The broad scope of savings products helps the $320 million-asset institution prevent sharp, immediate changes in its deposits, according to Michael Casey, its chairman and CEO. “We will be proactive in protecting our customer base,” says Casey, whose Dallas-based bank has 72 employees and four locations. “We want to ensure there is no abrupt change that would damage the quality of those deposits in any way.”

In Terrell, American National Bank of Texas has prepared several products it could introduce if it begins seeing a reduction in “liquidity,” or assets that can quickly be converted to cash to meet obligations.

“Some banks have seen a tightening of liquidity,” says Robert Hulsey, president and CEO of American National, a $2.8 billion institution that was founded in 1875. “We have not had that issue, as our current liquidity is more than substantial.”
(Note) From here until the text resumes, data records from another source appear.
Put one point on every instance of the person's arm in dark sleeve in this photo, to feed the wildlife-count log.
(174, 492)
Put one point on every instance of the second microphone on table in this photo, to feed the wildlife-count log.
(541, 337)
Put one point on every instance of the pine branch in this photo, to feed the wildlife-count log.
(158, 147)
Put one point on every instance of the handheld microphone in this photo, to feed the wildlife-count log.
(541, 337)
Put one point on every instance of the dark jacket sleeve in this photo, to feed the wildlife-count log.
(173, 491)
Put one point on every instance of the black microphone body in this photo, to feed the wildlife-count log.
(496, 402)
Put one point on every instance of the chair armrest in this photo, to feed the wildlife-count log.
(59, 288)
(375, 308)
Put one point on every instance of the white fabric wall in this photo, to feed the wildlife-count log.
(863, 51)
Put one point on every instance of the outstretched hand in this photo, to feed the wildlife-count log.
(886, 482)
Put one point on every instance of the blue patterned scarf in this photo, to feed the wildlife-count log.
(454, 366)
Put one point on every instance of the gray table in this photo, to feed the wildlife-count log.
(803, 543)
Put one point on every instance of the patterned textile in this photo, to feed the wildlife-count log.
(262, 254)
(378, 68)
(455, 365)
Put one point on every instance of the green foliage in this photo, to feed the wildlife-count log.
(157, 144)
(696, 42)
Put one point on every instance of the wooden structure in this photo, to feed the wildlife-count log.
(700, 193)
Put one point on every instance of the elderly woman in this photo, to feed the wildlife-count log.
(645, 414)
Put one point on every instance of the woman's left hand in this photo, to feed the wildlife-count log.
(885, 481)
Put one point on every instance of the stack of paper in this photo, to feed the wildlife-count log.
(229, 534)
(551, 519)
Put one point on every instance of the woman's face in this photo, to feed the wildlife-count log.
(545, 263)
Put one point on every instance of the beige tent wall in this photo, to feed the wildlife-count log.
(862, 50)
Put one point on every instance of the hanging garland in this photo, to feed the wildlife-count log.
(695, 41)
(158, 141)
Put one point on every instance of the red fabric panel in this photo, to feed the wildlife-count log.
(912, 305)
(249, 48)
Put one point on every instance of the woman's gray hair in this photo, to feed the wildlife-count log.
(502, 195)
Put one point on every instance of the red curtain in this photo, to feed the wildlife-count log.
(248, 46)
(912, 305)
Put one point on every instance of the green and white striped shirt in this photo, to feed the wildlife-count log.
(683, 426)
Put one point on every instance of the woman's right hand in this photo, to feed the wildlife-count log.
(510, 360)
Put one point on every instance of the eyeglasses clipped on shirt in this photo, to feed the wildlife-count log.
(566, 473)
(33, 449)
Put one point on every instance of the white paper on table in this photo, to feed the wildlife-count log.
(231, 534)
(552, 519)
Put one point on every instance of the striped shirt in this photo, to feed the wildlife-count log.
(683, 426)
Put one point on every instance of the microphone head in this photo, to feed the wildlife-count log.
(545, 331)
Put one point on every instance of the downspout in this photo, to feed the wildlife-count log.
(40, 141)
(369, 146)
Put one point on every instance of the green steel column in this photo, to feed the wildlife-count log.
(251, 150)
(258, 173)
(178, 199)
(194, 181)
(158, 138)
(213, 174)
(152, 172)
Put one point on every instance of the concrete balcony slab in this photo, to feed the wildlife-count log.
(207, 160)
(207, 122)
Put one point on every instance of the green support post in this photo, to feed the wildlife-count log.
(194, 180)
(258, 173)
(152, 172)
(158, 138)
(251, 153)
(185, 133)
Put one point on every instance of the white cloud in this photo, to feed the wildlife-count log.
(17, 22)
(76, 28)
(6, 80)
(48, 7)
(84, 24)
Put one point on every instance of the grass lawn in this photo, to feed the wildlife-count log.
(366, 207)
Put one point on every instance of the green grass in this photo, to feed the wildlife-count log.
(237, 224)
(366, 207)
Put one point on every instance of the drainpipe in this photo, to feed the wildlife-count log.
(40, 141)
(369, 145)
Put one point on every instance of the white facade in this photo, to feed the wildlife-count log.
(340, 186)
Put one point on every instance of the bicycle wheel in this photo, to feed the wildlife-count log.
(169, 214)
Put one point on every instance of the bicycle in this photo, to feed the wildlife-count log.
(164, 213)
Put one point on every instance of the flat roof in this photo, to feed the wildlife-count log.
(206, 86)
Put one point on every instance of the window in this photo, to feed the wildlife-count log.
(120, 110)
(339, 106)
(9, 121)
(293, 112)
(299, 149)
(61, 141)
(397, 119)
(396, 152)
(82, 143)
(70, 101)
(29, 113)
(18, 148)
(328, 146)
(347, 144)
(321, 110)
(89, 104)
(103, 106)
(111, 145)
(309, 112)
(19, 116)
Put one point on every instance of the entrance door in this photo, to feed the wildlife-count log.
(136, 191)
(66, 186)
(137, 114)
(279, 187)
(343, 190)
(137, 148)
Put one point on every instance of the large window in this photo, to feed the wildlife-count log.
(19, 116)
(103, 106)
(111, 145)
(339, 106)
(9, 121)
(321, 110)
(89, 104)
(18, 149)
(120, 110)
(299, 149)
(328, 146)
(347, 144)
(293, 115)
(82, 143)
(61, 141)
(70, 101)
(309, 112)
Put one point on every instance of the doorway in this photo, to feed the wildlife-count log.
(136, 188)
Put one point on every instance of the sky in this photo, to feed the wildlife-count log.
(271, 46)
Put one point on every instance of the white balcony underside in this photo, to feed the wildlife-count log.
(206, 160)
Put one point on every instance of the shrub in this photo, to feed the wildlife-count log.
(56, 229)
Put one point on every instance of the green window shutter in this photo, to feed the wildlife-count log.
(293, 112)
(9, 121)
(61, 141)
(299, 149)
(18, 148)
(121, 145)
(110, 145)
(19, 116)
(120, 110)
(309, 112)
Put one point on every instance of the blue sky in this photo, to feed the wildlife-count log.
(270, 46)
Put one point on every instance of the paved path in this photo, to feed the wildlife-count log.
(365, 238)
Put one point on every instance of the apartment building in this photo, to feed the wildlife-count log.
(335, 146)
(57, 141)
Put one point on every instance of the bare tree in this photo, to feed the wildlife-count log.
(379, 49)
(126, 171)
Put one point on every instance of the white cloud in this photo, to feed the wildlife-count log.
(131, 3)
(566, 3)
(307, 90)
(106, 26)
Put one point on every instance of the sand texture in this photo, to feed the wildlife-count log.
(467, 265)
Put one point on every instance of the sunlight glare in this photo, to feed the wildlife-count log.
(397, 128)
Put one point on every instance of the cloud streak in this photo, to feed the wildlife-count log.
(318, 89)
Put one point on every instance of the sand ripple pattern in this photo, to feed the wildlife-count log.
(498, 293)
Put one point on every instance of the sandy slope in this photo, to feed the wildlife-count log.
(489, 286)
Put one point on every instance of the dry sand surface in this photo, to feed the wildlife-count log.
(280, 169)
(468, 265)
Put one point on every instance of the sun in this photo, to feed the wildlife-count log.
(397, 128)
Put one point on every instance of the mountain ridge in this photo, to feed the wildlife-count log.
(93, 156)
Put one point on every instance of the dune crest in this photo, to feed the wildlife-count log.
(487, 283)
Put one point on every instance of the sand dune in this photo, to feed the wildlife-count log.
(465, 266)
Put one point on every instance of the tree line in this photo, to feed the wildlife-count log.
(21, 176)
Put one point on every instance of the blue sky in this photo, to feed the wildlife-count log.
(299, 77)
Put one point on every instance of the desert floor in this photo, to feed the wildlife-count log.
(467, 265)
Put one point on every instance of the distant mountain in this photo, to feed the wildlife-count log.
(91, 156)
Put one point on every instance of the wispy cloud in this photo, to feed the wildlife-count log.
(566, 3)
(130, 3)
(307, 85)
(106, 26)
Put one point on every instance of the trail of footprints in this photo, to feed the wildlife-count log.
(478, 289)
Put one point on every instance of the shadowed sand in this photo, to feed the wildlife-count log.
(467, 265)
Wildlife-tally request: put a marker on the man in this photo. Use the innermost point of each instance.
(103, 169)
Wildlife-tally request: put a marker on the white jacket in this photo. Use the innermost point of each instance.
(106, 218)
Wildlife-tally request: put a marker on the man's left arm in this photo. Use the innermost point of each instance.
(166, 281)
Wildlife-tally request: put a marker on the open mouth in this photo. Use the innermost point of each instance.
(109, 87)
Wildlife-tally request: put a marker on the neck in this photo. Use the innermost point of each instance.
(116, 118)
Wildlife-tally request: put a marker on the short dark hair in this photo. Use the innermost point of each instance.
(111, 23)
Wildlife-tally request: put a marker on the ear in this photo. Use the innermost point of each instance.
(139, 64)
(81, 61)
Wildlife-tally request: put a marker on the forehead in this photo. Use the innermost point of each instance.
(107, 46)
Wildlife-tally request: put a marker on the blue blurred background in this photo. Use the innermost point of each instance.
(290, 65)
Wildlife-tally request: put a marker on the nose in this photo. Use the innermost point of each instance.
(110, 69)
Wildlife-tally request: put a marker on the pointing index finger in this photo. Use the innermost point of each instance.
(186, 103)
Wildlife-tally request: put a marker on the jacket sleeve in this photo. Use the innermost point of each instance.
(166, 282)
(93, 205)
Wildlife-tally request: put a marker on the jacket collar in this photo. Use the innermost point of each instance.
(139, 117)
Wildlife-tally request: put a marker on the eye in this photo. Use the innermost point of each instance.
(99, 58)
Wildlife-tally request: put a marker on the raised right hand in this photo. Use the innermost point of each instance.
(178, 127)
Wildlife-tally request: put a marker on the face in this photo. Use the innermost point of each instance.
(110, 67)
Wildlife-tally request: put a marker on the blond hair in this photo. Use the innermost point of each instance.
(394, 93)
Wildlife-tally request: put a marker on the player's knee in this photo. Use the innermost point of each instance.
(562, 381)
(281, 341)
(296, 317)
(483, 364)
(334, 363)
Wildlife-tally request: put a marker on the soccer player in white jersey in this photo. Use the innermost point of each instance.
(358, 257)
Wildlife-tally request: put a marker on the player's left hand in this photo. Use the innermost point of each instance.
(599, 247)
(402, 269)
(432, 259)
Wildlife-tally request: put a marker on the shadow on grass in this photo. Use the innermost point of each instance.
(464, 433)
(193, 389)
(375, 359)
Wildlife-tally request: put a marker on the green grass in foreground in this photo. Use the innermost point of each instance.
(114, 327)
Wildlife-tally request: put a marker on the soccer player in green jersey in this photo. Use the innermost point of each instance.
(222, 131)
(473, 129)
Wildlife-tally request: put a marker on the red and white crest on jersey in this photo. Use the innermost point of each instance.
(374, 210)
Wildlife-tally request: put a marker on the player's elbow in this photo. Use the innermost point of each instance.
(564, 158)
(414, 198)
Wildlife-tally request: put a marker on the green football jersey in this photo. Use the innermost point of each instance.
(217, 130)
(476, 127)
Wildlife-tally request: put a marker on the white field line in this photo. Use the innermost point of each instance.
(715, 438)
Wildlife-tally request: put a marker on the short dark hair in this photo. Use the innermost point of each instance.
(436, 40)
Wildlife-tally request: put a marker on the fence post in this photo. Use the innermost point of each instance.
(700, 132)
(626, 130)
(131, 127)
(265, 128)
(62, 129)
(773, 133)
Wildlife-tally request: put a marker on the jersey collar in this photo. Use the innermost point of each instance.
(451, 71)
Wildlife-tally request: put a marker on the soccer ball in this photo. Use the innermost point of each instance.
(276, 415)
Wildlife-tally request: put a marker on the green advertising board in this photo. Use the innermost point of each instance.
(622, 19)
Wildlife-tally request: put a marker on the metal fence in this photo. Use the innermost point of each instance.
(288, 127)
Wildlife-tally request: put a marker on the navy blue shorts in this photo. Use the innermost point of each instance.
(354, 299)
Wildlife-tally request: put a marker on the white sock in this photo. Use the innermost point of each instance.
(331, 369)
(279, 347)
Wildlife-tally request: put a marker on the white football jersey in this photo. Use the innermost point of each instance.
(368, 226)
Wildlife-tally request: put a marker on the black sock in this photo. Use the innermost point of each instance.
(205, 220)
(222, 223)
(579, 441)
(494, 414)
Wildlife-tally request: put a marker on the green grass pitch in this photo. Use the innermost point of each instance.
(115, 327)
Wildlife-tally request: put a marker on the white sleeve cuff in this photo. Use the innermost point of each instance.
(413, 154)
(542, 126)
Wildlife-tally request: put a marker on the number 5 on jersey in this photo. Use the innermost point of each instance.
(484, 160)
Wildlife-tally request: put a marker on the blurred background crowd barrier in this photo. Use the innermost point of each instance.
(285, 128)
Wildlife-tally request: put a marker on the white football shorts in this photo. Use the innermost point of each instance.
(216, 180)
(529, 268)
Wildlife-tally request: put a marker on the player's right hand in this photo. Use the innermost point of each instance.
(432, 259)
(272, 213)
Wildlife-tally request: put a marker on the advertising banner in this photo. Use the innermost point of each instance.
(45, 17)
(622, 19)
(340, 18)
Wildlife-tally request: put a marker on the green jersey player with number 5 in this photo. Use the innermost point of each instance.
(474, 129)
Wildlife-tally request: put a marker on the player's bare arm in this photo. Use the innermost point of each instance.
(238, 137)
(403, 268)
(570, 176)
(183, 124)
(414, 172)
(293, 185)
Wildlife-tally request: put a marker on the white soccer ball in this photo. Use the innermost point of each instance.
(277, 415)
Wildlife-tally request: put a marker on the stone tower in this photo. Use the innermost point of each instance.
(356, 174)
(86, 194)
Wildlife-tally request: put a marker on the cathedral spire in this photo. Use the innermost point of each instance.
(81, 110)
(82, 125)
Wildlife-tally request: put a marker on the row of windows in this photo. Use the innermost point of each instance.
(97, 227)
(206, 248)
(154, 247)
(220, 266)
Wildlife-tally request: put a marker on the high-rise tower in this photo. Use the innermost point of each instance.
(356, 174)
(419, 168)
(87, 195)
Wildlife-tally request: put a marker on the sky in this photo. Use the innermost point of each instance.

But Hulsey, like Texas Capital’s Cargill, believes the economic vitality of North Texas will help his bank combat any negatives from the end of QE.

Cargill frames the question using a term for adding profit to a business. “Our local economy is very strong,” he says. “We believe the fundamental business advantages of Dallas-Fort Worth will continue to be accretive throughout the QE unwind.”


Jeff Bounds is a freelance business writer in Garland.